René Joseph Hall (September 26, 1912 ‒ February 11, 1988) was an American guitarist and arranger.   He was among the most important behind the scenes figures in early rock and roll, but his career spanned the period from the late 1920s to the late 1980s, and encompassed multiple musical styles.

Biography
Born in Morgan City, Louisiana, René Hall first recorded in 1933 as a banjo player with Joseph Robichaux in New Orleans. He then worked around the country as a member of the Ernie Fields Orchestra, with whom he made his earliest recordings. In the group he was known by the nickname Lightnin' . Later he joined Earl Hines as musical arranger. During the 1940s he built up a considerable reputation as a session musician in New York City.
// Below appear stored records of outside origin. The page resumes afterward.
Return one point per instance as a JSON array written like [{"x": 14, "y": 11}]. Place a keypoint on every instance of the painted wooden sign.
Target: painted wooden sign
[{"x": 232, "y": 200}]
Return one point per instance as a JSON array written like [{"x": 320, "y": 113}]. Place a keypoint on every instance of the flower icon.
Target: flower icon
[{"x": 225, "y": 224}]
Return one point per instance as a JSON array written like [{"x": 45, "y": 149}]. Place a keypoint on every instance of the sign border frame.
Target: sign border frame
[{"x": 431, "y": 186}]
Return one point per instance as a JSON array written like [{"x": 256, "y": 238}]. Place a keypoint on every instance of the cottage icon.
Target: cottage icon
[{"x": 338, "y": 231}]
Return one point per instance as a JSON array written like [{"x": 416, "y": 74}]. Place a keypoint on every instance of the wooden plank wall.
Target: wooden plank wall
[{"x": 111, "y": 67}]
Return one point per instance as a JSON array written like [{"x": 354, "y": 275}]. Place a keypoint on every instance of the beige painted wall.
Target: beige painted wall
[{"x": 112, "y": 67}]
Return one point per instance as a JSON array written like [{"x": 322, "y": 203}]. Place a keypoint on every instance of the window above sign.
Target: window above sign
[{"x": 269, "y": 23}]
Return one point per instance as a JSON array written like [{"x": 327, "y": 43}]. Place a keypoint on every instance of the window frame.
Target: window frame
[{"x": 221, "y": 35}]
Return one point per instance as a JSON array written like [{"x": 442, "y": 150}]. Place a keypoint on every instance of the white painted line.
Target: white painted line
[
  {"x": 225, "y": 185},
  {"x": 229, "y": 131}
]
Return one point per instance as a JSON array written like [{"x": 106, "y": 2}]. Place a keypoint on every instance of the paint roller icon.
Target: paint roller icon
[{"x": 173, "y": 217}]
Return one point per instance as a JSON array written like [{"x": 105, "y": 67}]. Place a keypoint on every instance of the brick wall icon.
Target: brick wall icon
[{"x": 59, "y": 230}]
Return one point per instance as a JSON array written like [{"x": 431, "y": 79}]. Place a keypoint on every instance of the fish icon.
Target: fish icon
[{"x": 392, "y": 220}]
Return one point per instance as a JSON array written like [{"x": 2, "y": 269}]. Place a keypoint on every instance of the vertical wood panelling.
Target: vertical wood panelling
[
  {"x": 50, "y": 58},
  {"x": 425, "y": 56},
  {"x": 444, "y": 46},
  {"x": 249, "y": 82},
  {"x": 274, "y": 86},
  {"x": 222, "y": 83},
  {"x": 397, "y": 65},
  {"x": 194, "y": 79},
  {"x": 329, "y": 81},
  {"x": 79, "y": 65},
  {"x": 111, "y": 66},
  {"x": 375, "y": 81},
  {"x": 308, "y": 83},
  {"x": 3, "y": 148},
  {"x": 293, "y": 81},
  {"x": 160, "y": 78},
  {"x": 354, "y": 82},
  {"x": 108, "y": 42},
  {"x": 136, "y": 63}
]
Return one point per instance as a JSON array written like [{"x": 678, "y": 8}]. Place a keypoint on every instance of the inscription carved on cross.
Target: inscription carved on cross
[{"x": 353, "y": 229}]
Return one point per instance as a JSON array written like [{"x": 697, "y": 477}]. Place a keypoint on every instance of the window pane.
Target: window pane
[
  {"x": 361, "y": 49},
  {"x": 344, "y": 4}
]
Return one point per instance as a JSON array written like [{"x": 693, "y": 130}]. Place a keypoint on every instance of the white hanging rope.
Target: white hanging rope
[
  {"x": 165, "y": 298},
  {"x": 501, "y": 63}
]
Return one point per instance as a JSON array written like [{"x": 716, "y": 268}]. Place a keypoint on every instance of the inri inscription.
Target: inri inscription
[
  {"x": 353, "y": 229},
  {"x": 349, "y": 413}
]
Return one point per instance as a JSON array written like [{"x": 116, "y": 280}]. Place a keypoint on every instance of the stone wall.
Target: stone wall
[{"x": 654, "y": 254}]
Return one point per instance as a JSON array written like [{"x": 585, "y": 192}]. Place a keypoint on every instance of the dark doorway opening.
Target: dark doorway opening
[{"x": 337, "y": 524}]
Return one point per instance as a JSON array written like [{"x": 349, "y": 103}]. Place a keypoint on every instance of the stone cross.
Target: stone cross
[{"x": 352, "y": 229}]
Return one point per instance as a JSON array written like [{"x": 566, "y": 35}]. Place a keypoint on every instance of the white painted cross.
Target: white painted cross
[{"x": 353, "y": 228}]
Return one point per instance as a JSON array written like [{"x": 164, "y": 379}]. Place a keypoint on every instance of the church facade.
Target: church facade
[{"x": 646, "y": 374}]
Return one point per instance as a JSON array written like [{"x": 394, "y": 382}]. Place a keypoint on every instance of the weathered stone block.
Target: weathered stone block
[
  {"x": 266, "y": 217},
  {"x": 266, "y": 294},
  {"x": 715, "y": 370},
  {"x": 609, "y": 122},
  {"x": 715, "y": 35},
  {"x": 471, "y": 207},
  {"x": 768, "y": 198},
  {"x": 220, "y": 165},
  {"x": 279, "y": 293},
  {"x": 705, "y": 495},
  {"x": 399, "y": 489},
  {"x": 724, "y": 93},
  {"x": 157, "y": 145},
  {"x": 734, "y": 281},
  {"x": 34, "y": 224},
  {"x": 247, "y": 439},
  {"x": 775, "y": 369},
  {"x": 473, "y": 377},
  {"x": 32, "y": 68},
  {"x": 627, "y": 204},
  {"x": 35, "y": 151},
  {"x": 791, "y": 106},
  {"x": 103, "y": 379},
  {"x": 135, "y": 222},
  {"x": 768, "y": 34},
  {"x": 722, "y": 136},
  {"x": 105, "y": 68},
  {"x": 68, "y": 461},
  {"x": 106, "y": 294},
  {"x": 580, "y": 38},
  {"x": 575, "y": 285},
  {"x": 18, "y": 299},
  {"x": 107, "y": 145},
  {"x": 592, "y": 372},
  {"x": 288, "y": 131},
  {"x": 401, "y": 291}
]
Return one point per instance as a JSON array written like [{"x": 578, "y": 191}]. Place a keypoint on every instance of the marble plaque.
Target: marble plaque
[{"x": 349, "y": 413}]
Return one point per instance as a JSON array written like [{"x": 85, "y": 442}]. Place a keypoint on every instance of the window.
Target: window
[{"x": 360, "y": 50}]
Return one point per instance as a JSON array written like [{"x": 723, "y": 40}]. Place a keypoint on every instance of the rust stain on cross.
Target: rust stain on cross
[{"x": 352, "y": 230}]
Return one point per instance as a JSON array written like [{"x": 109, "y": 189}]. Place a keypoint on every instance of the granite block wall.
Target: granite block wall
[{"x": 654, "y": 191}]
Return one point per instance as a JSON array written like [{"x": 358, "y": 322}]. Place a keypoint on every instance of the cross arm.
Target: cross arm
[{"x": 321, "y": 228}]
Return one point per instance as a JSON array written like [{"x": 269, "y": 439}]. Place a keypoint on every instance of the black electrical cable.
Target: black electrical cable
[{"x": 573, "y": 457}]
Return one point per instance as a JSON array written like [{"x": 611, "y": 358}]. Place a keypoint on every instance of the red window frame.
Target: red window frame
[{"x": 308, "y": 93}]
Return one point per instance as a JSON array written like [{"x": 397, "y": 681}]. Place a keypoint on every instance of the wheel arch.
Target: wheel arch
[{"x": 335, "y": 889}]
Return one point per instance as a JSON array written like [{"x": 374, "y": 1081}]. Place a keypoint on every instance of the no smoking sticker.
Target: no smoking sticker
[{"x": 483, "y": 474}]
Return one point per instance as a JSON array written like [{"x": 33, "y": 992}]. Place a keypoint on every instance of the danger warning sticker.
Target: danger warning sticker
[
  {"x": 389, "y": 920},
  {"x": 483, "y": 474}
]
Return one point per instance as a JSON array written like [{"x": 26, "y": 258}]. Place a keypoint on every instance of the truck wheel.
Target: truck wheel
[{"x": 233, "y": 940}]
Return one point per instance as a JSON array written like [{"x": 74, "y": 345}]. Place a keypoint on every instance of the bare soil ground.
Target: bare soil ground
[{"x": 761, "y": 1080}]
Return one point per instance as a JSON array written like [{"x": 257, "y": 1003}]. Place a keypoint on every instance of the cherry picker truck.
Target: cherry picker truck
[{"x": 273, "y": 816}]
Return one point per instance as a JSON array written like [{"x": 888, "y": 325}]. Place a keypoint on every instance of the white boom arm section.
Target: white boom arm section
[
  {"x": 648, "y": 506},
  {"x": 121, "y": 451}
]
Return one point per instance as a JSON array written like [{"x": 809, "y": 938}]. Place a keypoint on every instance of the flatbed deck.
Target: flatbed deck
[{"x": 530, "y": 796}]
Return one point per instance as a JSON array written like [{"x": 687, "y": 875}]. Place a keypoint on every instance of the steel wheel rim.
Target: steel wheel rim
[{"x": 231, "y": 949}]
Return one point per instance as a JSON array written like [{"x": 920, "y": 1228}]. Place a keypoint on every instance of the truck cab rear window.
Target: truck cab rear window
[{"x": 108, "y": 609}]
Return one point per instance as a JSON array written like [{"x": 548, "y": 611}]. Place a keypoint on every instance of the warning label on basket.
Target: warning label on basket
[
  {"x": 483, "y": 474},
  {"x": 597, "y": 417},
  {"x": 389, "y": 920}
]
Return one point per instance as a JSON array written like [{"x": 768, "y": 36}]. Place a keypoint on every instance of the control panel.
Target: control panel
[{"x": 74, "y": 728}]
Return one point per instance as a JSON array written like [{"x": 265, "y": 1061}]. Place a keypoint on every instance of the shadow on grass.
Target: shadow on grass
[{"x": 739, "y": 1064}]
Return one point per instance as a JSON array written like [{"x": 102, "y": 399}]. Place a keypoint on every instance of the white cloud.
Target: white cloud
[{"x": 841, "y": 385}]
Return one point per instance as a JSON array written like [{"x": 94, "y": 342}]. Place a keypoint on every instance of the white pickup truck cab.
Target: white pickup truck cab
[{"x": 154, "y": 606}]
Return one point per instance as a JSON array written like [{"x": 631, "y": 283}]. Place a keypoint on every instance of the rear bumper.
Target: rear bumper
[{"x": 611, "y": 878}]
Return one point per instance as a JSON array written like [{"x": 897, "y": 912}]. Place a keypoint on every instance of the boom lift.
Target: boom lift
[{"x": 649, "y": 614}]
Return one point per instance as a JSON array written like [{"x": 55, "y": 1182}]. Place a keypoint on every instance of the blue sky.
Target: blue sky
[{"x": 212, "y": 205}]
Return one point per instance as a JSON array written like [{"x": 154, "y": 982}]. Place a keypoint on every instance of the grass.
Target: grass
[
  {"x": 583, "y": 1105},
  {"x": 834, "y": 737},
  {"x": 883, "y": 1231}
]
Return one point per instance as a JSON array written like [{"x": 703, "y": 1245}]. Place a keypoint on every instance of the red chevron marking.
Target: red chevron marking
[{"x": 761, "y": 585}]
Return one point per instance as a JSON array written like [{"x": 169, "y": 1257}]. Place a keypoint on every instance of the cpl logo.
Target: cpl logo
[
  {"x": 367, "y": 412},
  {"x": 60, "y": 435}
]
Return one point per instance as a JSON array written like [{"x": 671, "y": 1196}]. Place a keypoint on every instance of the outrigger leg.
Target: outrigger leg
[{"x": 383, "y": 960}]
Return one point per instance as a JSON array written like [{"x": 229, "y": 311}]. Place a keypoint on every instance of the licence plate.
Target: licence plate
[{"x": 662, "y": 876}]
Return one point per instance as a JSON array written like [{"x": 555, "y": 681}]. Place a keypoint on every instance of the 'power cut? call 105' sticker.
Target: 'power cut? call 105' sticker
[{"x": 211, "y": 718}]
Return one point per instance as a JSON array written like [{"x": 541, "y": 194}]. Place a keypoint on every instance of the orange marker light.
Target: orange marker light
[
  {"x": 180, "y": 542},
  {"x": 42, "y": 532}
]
In the late 1940s, he formed his own sextet which recorded for various labels including Jubilee, Decca, and RCA. He also worked as a talent scout for King Records, discovering such acts as Billy Ward and the Dominoes.

In the mid-1950s, Hall moved to Los Angeles, California, and began doing session work with saxophone player, Plas Johnson, and drummer, Earl Palmer. The trio recorded for many of the emerging rock and roll and R&B artists on such labels as Aladdin, Rendezvous, and Specialty Records. In 1958, he pioneered the usage of a Danelectro 6-string bass guitar as a supplement to standup bass on recording sessions with Ritchie Valens and others. This approach was widely imitated by arrangers all over the world.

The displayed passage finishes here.